Section 414 "would also provide the governors of adjacent coastal states with unprecedented power to veto the project, notwithstanding the fact that this project is in the federal waters of Nantucket Sound," the DOE official said.
The Bush Administration thinks that section 414 is "unwise" for several reasons, Garman told lawmakers. "The Northeastern United States has a demonstrated need for new sources of electricity to assure reliability of service and affordable electricity for the region's consumers, and this project will generate clean energy to help meet that need. Indeed, the New England Independent System Operator is counting on this project and the power it will provide."
More broadly, "singling out wind generation in this manner could have a chilling impact on the continued investment and growth of this promising renewable energy resource. For these reasons and others, we would urge that this provision be removed from the final bill that will be presented to the President for signature," wrote Garman.
Garman's letter follows news that U.S. Sens. Pete Domenici (R-NM) and Jeff Bingaman (D-NM) plan to block final passage of the conference report unless both the House and Senate remove the provision that threatens to scuttle the wind project.
In a May 3 letter to Senate Majority Leader Bill Frist (R-TN) and Democratic Leader Harry Reid (D-NV), Bingaman and Domenici noted that Section 388 of the Energy Policy Act of 2005 gives the Secretary of the Interior, in consultation with the secretary of the department in which the Coast Guard is operating, the authority to grant leases and rights of way for energy production on the Outer Continental Shelf (OCS), including wind energy. The energy bill requires consultation with state and local governments but does not give them veto authority, Domenici and Bingaman pointed out.
They also noted that a provision in the conference report for the Coast Guard reauthorization bill prohibits the construction of an offshore wind facility in the Nantucket Sound if the project is opposed in writing by the governor of Massachusetts. That state's governor, Mitt Romney, has voiced opposition to the Cape Wind project.
Bingaman and Domenici said that this section of the conference report "allows the governor of the state arbitrarily to overrule a process constituted under federal law for the consideration of such projects. There is no related provision in the Senate-passed bill, and this provision is well beyond the scope of the language in section 419 of the House-passed bill."

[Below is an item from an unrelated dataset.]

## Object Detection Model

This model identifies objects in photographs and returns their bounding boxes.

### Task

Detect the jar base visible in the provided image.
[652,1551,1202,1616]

The senators said they will seek to block final passage of the report unless both the House and Senate pass a correcting resolution to remove the offending provision or substitute the original provision from the House bill. The House provision does not give veto authority to a governor.
The provision in the Coast Guard conference report "is absolutely contrary to our nation's growing preference for clean, renewable energy," Domenici said in a statement. "It sets a terrible precedent. I think would it be a very bad idea to give states veto authority over the siting of renewable energy projects on federal land in a bid to stop a particular project. In the energy bill, we gave states a strong voice and a key role in siting renewable projects on the OCS. That is sufficient."
Bingaman said he opposes "anti-renewable energy provisions in the Coast Guard conference report. A fair process to review renewable energy projects in Federal waters already exists. A regulatory review of the Cape Wind project is underway. To invent a new regulatory process designed simply to deliver a negative result would chill future investment in renewable energy. We need more energy sources like wind to moderate the high prices that Americans are paying for electricity, natural gas and home heating oil."
Domenici and Bingaman are chairman and ranking member of the Senate Energy and Natural Resources Committee, respectively.